Belfast Telegraph

Heineken Cup: Veteran Murphy still in driving seat

By Hugh Farrelly

As he heads for home in his diminutive Ford Kia — hardly an emblem of the stardom for which many would feel he qualifies — Geordan Murphy will pass through the Leicestershire countryside for the umpteenth time.

Yet, it will feel just like the first.

As he begins his 16th calendar year as Ireland's most durable exile, the road once less travelled has become a touchingly familiar byway that remains freighted with exciting possibilities.

Now 33, veteran status is automatically appended to his name but Murphy has many, many miles yet to run.

And some of them could be in the green of Ireland after he confirmed that, contrary to some pre-Christmas gossip, he is willing to commit to Declan Kidney's Six Nations plans in an emergency capacity.

It is at once a fitting commendation of Murphy's loyalty that only the briefest of phone calls to the Ireland coach was necessary to emit such fidelity to the national set-up.

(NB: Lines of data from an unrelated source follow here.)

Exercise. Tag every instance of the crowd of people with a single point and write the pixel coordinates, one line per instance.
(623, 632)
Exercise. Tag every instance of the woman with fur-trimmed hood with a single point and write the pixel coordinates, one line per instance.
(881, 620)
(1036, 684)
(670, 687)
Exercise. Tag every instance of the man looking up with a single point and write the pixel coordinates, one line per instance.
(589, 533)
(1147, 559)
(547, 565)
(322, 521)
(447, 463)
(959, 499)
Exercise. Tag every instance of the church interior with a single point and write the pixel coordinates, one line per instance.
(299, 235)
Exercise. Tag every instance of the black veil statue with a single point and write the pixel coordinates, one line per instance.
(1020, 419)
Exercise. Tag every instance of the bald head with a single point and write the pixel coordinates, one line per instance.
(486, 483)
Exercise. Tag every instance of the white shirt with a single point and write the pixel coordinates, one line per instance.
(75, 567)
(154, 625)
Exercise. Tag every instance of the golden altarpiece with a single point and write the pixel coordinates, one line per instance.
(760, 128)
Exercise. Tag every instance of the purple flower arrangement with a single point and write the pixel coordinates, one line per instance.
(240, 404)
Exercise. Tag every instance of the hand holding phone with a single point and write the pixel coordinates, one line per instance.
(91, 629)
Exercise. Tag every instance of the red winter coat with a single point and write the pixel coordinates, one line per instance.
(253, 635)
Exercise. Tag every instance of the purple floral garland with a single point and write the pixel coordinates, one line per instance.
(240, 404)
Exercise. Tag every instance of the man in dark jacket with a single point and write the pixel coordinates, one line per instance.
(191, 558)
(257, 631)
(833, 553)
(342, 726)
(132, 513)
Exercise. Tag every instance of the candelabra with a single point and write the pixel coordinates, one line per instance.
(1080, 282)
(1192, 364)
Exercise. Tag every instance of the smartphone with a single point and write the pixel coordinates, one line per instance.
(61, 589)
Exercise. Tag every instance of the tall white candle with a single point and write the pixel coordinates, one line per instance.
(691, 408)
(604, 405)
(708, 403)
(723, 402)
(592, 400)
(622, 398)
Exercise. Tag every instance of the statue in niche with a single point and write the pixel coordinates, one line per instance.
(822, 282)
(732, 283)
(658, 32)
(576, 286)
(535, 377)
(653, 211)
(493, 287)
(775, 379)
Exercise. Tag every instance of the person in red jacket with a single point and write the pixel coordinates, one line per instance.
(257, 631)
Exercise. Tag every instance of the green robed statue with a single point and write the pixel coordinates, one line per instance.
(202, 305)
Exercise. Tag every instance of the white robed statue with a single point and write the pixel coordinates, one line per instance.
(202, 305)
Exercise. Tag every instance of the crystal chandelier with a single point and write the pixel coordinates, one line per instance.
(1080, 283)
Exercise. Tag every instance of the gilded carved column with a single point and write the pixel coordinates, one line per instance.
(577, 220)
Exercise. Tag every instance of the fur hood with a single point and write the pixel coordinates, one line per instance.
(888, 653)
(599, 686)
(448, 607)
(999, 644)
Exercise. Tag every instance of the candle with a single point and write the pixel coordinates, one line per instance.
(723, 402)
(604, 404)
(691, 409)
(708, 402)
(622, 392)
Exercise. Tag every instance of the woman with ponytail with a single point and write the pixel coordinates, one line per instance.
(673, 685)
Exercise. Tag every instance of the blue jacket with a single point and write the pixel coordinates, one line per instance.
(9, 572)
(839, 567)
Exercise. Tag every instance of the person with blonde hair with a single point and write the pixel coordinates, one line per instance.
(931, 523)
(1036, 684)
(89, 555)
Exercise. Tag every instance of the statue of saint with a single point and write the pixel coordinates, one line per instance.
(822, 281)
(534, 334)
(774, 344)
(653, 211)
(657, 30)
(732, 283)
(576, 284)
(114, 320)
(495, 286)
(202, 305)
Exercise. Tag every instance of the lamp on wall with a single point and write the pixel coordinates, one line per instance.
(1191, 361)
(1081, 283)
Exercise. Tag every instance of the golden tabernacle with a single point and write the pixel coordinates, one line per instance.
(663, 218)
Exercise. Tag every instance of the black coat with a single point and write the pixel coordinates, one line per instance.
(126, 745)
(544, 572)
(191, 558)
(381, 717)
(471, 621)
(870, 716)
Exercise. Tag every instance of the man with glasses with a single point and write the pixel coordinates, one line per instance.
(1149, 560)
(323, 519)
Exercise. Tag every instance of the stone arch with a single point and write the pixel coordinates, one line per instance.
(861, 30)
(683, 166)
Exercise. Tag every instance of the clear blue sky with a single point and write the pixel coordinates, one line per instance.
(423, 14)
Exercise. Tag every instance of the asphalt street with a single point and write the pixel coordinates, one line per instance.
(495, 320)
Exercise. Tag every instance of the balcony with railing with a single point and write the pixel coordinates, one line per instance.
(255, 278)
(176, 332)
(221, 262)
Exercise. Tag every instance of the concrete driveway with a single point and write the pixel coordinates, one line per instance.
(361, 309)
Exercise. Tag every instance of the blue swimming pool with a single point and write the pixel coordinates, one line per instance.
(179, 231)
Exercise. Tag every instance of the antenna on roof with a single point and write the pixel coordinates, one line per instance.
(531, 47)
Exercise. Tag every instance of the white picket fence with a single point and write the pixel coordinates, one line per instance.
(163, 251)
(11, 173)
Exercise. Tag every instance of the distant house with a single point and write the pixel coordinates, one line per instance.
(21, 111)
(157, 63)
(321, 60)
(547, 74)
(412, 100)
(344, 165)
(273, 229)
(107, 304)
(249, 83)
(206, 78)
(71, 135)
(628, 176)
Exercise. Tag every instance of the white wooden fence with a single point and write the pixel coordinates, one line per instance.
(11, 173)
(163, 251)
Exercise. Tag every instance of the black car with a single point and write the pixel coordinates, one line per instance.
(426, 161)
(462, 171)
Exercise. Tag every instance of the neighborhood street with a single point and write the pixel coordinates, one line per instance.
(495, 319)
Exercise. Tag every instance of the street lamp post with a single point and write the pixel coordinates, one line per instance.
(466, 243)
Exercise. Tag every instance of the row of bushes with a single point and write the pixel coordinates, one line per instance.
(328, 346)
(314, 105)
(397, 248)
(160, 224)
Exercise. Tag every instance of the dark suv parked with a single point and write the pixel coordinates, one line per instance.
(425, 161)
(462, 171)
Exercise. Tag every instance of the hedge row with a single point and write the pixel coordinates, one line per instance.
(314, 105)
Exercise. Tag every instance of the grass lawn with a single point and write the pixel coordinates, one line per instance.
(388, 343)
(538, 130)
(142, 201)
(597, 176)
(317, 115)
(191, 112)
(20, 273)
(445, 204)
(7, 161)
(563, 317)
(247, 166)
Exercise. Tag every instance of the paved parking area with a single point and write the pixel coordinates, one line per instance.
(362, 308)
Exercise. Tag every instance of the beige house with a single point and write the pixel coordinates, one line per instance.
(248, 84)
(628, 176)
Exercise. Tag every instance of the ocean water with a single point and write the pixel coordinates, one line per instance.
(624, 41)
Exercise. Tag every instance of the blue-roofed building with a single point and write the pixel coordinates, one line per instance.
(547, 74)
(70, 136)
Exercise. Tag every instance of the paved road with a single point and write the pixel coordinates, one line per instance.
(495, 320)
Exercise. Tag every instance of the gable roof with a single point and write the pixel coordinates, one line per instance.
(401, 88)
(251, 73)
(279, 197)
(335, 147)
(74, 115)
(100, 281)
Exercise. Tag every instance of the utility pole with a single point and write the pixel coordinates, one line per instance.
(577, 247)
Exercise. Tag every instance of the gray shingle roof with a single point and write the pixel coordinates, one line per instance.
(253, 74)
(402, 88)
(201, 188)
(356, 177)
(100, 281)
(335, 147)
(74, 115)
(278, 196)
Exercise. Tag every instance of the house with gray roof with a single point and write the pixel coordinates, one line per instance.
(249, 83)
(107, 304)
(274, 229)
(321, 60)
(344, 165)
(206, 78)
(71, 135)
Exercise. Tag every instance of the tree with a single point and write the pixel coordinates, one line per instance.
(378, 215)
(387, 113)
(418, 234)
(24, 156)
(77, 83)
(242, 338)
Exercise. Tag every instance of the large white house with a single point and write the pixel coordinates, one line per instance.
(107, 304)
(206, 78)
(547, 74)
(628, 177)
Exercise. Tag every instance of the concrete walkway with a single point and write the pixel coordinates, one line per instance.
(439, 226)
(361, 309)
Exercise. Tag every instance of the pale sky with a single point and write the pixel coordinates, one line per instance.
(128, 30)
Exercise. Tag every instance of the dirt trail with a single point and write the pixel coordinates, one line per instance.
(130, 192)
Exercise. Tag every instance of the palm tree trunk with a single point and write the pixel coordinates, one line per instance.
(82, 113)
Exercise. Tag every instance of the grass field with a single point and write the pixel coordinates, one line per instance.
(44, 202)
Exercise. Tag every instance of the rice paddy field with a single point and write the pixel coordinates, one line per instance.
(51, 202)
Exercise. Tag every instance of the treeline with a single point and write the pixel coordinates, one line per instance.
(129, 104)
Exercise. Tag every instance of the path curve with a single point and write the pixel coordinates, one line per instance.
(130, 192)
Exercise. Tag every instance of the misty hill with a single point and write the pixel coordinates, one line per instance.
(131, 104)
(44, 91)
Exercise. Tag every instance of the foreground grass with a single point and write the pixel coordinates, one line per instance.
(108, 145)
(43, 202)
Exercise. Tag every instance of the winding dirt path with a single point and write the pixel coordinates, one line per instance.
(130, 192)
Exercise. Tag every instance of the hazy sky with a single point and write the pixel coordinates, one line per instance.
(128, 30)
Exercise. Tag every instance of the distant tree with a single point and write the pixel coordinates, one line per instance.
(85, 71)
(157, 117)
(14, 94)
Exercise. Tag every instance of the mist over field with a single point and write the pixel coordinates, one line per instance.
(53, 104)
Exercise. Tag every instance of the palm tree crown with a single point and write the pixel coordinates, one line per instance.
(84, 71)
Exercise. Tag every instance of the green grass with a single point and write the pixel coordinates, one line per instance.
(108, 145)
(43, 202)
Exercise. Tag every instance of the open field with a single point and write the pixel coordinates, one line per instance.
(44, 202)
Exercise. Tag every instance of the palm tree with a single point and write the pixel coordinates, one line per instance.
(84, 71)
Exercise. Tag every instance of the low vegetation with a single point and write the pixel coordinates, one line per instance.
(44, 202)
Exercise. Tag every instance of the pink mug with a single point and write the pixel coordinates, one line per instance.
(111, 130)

Such loyalty has always under-pinned his career. Ever since the day when Leicester Tigers took a punt on a scrawny teenager way back in 1997, developing a relationship that has since developed a mutually inextricable bond.

“It's one big family to me,” he says simply, asked to distil the special nature of an enduring club-player relationship that has spanned a decade and a half, some 287 first-team appearances, seven league titles and three Heineken Cup wins.

For all that, loyalty does not offer any guarantees. “Loyalty is not an absolute thing at Leicester,” he insists. “All the coaches here through the years have constantly hammered home the same message. It doesn't matter what number is on your back, or what your international reputation is, it doesn't count for anything if you're not performing at this club.

“A coach will often come and tell a player that they will get dropped if they continue to under perform. Just because we have this status as a successful club in the past, just because we're called Leicester, it doesn't guarantee anything and that helps to maintain standards.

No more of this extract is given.